Standard Swish implementation

adamjstewart · adamjstewart · commit 002ae3e07bec · 2025-01-16T11:56:19.000+01:00
diff --git a/segmentation_models_pytorch/encoders/_efficientnet.py b/segmentation_models_pytorch/encoders/_efficientnet.py
@@ -113,7 +113,7 @@ def __init__(self, block_args, global_params, image_size=None):
         self._bn2 = nn.BatchNorm2d(
             num_features=final_oup, momentum=self._bn_mom, eps=self._bn_eps
         )
-        self._swish = MemoryEfficientSwish()
+        self._swish = nn.SiLU()
 
     def forward(self, inputs, drop_connect_rate=None):
         """MBConvBlock's forward function.
@@ -165,14 +165,6 @@ def forward(self, inputs, drop_connect_rate=None):
             x = x + inputs  # skip connection
         return x
 
-    def set_swish(self, memory_efficient=True):
-        """Sets swish function as memory efficient (for training) or standard (for export).
-
-        Args:
-            memory_efficient (bool): Whether to use memory-efficient version of swish.
-        """
-        self._swish = MemoryEfficientSwish() if memory_efficient else nn.SiLU()
-
 
 class EfficientNet(nn.Module):
     """EfficientNet model.
@@ -265,18 +257,7 @@ def __init__(self, blocks_args=None, global_params=None):
             self._dropout = nn.Dropout(self._global_params.dropout_rate)

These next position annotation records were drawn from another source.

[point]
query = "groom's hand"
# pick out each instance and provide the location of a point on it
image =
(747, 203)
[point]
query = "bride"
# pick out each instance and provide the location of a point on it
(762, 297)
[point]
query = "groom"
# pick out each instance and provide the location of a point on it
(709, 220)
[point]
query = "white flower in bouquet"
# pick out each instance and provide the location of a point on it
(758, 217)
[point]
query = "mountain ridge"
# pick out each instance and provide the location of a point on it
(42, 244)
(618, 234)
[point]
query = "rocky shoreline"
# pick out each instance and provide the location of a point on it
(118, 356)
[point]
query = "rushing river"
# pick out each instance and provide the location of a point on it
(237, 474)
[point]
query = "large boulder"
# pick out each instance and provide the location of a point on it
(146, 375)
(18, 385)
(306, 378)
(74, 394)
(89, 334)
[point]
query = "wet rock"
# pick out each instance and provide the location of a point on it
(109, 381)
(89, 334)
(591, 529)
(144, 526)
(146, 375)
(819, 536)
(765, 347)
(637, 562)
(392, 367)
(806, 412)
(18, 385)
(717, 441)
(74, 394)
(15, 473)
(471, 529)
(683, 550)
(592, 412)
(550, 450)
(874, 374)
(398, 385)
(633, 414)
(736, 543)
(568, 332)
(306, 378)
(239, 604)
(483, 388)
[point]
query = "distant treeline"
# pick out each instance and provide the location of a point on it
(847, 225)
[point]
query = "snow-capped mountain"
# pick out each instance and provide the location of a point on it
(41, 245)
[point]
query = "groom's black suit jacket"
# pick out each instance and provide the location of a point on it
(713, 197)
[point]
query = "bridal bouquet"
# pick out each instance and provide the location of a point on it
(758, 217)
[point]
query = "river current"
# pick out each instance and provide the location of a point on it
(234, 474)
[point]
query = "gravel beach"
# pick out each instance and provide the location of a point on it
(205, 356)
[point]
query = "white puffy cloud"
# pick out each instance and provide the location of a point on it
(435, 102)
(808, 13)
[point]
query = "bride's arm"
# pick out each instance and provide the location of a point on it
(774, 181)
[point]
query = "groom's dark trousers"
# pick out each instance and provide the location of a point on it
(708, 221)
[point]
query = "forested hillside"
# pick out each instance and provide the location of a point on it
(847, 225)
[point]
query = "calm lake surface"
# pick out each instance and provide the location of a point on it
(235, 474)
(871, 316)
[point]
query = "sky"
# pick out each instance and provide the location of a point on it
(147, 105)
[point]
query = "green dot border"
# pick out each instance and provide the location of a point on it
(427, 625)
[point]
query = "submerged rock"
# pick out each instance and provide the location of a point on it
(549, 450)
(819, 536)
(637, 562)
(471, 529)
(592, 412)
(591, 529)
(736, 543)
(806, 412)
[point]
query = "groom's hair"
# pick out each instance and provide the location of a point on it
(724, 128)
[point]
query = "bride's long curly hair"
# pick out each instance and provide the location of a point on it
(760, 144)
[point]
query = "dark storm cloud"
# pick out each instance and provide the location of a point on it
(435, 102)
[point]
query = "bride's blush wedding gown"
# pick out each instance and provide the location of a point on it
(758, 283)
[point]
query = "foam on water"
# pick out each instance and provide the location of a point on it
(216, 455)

             self._fc = nn.Linear(out_channels, self._global_params.num_classes)
 
-        # set activation to memory efficient swish by default
-        self._swish = MemoryEfficientSwish()
-
-    def set_swish(self, memory_efficient=True):
-        """Sets swish function as memory efficient (for training) or standard (for export).
-
-        Args:
-            memory_efficient (bool): Whether to use memory-efficient version of swish.
-        """
-        self._swish = MemoryEfficientSwish() if memory_efficient else nn.SiLU()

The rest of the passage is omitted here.